Holy shit! Swearing at work boosts morale

Tuesday, April 7th, 2009

Don’t bother patting your co-workers on the back " a good old “fuck you” will do the job.

A recent study, entitled Swearing at Work and Permissive Leadership Culture: When Anti-Social becomes Social and Incivility is Acceptable, determined swearing at work encourages teamwork and helps employees cope with stress.

The study was lead by Yehuda Baruch, professor of management at the University of East Anglia in Norwich, UK.

Baruch observed office and warehouse workers at a small British retail enterprise. He discovered “social swearing” defined relationships between co-workers and “annoyance swearing” provided an outlet for tension.

In one instance, Baruch noticed how a senior employee had been “testing” the worthiness of new temporary workers.
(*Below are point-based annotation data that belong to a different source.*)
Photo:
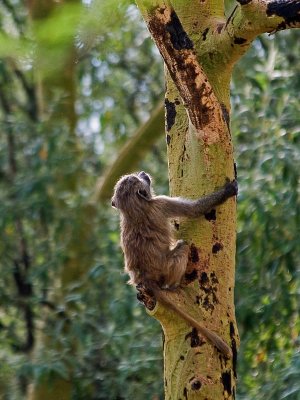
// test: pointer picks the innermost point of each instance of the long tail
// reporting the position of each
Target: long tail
(211, 336)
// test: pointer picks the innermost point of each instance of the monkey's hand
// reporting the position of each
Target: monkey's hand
(231, 188)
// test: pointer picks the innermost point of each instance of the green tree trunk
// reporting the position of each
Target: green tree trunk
(200, 46)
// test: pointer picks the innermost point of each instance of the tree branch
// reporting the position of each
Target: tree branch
(251, 18)
(178, 52)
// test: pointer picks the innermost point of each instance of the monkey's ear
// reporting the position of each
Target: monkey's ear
(145, 177)
(143, 194)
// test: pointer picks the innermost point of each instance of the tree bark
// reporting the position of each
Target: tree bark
(200, 47)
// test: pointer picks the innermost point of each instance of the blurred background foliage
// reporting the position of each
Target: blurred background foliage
(76, 81)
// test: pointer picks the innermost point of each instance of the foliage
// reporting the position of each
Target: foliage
(266, 126)
(47, 177)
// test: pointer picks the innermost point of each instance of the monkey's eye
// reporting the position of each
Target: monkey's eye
(143, 194)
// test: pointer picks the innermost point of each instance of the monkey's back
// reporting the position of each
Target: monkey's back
(146, 242)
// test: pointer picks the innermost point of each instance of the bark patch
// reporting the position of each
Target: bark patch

The senior worker was bragging about his higher workload when one of the temps responded, “Well f""-g get on with it you lazy c"-.”

This retort worked to the temp’s advantage. He was accepted into the employee social group from which he had been previously excluded.
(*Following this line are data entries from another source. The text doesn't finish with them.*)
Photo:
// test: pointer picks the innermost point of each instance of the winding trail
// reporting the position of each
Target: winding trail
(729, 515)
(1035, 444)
While profanity may be beneficial behind the scenes of a business, Baruch said its something that should stay behind closed doors.
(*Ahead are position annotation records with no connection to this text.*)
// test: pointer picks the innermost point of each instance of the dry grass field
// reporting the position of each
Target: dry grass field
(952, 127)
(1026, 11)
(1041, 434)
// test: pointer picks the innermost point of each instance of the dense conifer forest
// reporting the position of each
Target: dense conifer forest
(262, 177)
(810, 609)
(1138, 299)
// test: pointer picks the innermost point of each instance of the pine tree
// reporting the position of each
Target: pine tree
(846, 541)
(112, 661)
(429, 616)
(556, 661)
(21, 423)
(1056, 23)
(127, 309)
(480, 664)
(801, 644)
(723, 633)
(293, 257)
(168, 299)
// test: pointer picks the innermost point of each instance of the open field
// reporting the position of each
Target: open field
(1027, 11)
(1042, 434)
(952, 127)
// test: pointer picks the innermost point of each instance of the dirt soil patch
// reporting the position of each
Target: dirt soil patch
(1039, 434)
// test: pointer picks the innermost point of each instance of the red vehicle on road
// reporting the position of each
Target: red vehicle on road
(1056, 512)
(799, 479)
“Certainly in most scenarios, in particular in the presence of customers or senior staff, profanity must be seriously discouraged or banned,” the report read.

Professor Gerard Seijts, associate professor of organizational behaviour at the Richard Ivey School of Business admitted he was guilty of swearing at work, but worried too much cursing could be detrimental.

“A simple ‘damn’ I have no problem with, but if it gets more aggressive, I could see how people would get upset.”

Seijts also wondered if allowing foul language was the best approach to improving the work environment.

“If the issue is building morale, if the issue is reducing stress, I know there are better ways [to accomplish these things].”

Baruch’s study did not necessarily promote swearing in the workplace, but suggested employers promote an official “no swearing” policy while turning a blind eye in appropriate instances.

Dave Skelton, an employee at the Spoke, said profanity can help create a more casual environment, but noted it is important to not be offensive.

Skelton left his job at a construction site partly because of the offensive language used there.

“You’ve got to watch out for derogatory terms,” he noted.

The study highlighted the fragility of allowing swearing in the workplace: “The challenge is to master the ‘art’ of knowing when to turn a blind eye to norms of communication.”